弁護士会の読書

※本欄の記述はあくまで会員の個人的意見です。

2005年12月28日

黄金国家

著者:保立道久、出版社:青木書店
 太宰府に流され、怨みのうちに死んだといわれる学問の神様・菅原道真を取り巻く当時の社会状況を、この本を読んではじめて知りました。
 菅原道真は対外関係に対処するための有能な官僚と認められ、出世していった。895年(寛平7年)には、東宮大夫の藤原時平にならぶ異例の権大夫に任命され、897年(寛平9年)、醍醐天皇が即位すると、藤原時平とならんで補佐する位置についた。900年(昌泰3年)、宇多上皇の息子・斉世親王と道真の娘のあいだに宇多の初孫が生まれるや、王位をめぐる争闘に巻きこまれ、醍醐天皇の側が警戒して太宰府に流された。そこで怨みをのんで死去することになる。宇多天皇と次の醍醐天皇という父子関係の矛盾に悩まされていたわけである。
 このころ、朝鮮半島から新羅が日本に来襲するという危惧が高まっていた。朝鮮半島では、当時、後三国の内乱といわれる本格的な内乱の時代が到来していた。新羅からの日本来襲は893年(寛平5年)から翌年にかけて急に激化した。肥後国松浦郡に新羅の賊が来襲し、翌月には肥後国にまで押し寄せた。奈良時代以来はじめて、西国における明瞭な戦争状態が現出した。894年には対馬へ、新羅から大将軍3人、副将軍11人、大小船百艘、乗人2500という大軍が侵攻してきた。
 この状況で、宇多天皇は菅原道真を大使とする遣唐使を発表した。まもなく、それは取り消されてしまった。やがて(907年)、唐は崩壊する。道真が死んで4年後のことである。
 菅原道真が死んだあと、朝廷に不幸が連続した。まず醍醐天皇の皇太子が21歳で死去(923年)。
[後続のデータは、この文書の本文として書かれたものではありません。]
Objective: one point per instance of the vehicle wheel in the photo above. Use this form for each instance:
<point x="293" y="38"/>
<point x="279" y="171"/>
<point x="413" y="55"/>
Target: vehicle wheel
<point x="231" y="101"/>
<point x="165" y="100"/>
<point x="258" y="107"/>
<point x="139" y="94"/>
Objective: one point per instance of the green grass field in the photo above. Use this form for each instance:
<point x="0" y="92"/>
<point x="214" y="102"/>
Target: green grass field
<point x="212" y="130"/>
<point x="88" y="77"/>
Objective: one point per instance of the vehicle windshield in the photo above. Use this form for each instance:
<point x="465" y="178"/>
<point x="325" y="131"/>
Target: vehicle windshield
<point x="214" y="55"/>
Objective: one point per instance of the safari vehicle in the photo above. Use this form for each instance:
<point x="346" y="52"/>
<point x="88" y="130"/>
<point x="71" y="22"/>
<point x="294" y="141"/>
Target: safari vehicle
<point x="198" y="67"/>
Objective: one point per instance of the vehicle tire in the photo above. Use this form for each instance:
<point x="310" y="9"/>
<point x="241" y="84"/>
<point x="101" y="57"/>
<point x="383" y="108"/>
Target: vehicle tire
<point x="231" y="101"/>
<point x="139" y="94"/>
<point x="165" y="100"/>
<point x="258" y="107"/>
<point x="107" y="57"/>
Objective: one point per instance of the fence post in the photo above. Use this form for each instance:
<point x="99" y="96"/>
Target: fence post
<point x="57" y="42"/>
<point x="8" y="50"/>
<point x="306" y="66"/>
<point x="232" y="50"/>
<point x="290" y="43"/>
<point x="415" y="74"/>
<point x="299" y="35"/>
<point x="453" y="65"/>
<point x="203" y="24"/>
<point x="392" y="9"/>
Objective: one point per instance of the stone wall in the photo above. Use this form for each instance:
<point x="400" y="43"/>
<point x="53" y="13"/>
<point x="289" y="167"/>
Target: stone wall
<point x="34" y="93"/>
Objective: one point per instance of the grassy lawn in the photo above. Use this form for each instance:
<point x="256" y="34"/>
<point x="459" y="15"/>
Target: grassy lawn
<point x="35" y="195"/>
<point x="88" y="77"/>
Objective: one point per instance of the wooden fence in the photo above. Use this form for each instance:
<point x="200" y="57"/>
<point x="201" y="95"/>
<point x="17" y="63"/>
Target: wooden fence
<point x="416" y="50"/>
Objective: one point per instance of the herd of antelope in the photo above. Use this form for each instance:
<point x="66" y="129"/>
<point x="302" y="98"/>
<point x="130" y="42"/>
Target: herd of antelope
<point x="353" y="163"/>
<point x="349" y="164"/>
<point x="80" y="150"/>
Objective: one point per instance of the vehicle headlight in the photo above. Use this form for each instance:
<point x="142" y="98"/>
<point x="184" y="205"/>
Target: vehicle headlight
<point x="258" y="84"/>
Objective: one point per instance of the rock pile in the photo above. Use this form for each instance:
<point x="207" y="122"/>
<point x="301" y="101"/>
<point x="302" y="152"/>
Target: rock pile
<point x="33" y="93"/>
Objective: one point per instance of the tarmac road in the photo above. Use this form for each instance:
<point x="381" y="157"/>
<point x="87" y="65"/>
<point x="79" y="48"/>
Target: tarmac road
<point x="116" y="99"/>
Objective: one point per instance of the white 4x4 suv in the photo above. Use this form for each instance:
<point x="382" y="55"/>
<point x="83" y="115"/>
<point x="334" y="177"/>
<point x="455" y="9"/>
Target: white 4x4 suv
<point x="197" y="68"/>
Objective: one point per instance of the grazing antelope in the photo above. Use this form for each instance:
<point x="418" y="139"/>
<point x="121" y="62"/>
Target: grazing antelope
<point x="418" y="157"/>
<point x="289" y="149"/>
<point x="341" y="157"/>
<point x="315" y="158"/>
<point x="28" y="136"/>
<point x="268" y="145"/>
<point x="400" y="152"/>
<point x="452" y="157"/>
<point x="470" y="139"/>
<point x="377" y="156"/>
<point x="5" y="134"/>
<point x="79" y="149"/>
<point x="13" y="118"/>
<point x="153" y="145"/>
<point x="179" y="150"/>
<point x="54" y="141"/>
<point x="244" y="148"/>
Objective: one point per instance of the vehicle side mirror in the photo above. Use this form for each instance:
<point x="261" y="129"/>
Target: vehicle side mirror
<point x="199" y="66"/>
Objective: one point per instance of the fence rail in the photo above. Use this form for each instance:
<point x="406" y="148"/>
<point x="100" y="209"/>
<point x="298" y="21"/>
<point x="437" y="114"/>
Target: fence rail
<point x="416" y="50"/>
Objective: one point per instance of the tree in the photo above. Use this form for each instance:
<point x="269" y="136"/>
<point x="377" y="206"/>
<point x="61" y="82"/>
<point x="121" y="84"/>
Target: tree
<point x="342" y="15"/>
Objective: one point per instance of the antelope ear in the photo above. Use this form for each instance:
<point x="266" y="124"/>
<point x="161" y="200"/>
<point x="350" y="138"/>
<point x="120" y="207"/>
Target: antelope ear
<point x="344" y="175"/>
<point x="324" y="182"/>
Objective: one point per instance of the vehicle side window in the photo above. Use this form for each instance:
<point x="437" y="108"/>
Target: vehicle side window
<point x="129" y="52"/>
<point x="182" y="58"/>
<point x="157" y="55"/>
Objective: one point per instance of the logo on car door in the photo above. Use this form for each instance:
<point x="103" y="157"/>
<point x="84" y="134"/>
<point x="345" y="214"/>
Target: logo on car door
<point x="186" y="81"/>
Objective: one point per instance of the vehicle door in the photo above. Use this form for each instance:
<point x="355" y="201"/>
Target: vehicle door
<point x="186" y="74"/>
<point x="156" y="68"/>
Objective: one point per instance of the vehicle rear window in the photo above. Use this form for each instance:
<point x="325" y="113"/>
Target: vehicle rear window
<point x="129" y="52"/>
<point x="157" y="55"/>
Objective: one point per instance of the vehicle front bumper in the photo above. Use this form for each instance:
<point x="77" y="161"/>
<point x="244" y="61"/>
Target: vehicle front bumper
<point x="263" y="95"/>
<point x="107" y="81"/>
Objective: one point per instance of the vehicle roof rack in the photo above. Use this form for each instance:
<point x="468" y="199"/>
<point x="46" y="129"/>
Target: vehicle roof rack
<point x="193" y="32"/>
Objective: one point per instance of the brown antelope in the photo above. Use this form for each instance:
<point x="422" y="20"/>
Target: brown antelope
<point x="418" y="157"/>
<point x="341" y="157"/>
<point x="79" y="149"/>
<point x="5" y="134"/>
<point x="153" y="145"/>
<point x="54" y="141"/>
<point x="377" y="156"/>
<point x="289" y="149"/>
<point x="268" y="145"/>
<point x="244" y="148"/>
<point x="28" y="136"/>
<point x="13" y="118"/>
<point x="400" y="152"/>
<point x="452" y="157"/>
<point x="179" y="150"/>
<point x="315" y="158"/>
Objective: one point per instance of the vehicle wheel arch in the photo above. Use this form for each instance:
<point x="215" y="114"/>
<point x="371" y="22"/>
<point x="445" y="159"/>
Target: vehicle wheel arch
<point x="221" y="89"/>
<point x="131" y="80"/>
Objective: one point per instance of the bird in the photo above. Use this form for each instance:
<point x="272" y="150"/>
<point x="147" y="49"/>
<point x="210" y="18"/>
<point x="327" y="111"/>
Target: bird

すぐに道真左遷の詔書を取り消し、右大臣に復し、正二位を追贈した。ところが、925年に代わった皇太子も5歳で死亡。930年に、清涼殿に落雷し、そのショックから醍醐天皇は病気となって、3ヶ月後に死去した。
 菅原道真が朝廷で活躍していた当時、朝鮮半島も中国も大きくゆれ動いていたのでした。そのなかで外交手腕を発揮した有力官僚としてメキメキ出世していったということを初めて知ったというわけです。
 ところで、この本の表題である黄金国家というのは、8世紀初めまでは日本にとっては新羅こそ黄金の国であったが、陸奥に金が発見されてから、日本は一転して新羅の商人の中継なしに、直接に唐の海商を相手に豊かな黄金を支出するようになったということです。
 まだまだ日本史にも知らないことがいっぱいあると、つくづく思ったことでした。